We’ll talk more about this later, but in essence, UTF-8 is a variable-length encoding that is backwards-compatible with ASCII. The first 127 values are ASCII and can be represented in one byte, just like ASCII. Characters with values greater than 127 are encoded into between two and four bytes. In short, if the first byte of a character has the high bit set, it’s a multi-byte character that is decoded according to rules you can read about in the spec or on Wikipedia’s UTF-8 page. Many older forensics tools only understand ASCII, but we’ll deal with some of the complications of UTF later in the course.

`hexdump`

Bringing these two ideas together: Sometimes we want to examine the underlying data in a file, like our recovered Design.doc file or maybe a jpeg. The canonical way to do this is through a utility called hexdump, which displays the contents of a file. Here’s a quick example (demo). You’re going to reimplement this program in python for assignment 2.

Some practical python

A quick overview of some useful things to know about Python. (Most code examples below are from https://learnxinyminutes.com/docs/python3/ which is worth looking over in detail.)
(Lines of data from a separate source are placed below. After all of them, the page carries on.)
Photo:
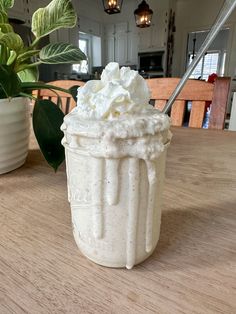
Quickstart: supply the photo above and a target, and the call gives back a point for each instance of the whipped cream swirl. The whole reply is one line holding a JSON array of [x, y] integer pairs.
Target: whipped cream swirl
[[119, 92]]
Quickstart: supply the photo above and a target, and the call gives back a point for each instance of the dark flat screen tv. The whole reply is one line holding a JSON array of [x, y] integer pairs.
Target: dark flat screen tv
[[151, 61]]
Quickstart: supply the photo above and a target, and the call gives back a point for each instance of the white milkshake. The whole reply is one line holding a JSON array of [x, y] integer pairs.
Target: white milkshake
[[115, 145]]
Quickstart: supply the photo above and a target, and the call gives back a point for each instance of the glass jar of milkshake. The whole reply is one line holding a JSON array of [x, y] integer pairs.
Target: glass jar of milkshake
[[115, 144]]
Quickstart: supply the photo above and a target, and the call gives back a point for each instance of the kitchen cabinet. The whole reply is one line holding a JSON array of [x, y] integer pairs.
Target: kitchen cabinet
[[121, 44]]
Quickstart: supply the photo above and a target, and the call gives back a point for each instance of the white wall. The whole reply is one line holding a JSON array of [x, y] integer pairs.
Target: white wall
[[192, 15]]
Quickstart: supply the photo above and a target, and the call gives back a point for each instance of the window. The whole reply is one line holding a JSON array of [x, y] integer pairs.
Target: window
[[82, 67], [214, 60], [207, 65], [91, 47]]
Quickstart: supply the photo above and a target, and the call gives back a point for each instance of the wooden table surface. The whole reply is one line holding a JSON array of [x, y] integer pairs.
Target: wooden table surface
[[193, 269]]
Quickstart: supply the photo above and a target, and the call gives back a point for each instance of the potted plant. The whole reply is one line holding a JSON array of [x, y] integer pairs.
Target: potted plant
[[19, 77]]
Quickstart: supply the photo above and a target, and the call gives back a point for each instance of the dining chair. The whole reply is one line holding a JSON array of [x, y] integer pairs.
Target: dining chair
[[67, 102], [199, 93]]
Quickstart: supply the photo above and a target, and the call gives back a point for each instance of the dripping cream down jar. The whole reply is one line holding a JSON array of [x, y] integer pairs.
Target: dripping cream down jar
[[115, 145]]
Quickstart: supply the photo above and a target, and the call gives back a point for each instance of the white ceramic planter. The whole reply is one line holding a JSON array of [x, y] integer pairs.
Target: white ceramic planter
[[14, 133]]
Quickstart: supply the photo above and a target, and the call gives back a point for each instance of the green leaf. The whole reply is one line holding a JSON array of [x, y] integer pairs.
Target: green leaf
[[58, 14], [47, 120], [6, 28], [27, 55], [12, 41], [61, 53], [29, 75], [9, 81], [6, 4]]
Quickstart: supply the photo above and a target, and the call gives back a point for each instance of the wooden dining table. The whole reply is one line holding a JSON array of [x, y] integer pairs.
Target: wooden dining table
[[192, 270]]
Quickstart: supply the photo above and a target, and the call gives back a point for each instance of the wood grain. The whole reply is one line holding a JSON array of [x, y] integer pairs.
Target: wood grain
[[67, 102], [193, 269], [199, 93]]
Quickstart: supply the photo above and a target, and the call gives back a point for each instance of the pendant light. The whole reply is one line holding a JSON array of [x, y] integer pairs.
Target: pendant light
[[112, 6], [143, 15]]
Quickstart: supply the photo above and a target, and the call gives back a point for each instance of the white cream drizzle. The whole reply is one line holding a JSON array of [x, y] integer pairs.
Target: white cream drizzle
[[97, 197], [133, 207], [152, 180], [113, 120], [112, 166]]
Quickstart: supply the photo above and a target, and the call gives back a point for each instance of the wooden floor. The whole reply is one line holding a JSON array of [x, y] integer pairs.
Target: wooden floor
[[193, 269]]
You can start the python interpreter by typing python at the command line:

> python
Python 2.7.12 (default, Nov 19 2016, 06:48:10) 
[GCC 5.4.0 20160609] on linux2
Type "help", "copyright", "credits" or "license" for more information.
>>>

But notice on this machine, python defaults to Python2, not Python3. Press CTRL-D (or on Windows, CTRL-Z) to exit the interpreter, then if needed, use python3 or python3.5 to get the right version:

> python3
Python 3.5.2 (default, Nov 17 2016, 17:05:23) 
[GCC 5.4.0 20160609] on linux
Type "help", "copyright", "credits" or "license" for more information.
>>>

The interpreter runs in a REPL: a Read-Eval-Print Loop, which is excellent for exploratory programming. You type in an expression (it’s “read”), the interpreter “eval”uates it (and updates state if necessary), then the result of the expression is “print”ed, and the process starts again.

Jupyter is a nice way to use Python interactively, too. Alternates between command mode and edit mode; in command mode there’s a similar help / completion utility as in IPython. Start it from the command line using something like jupyter notebook; the exact command may vary depending upon how you installed it.

You might also consider a “real” IDE like PyCharm.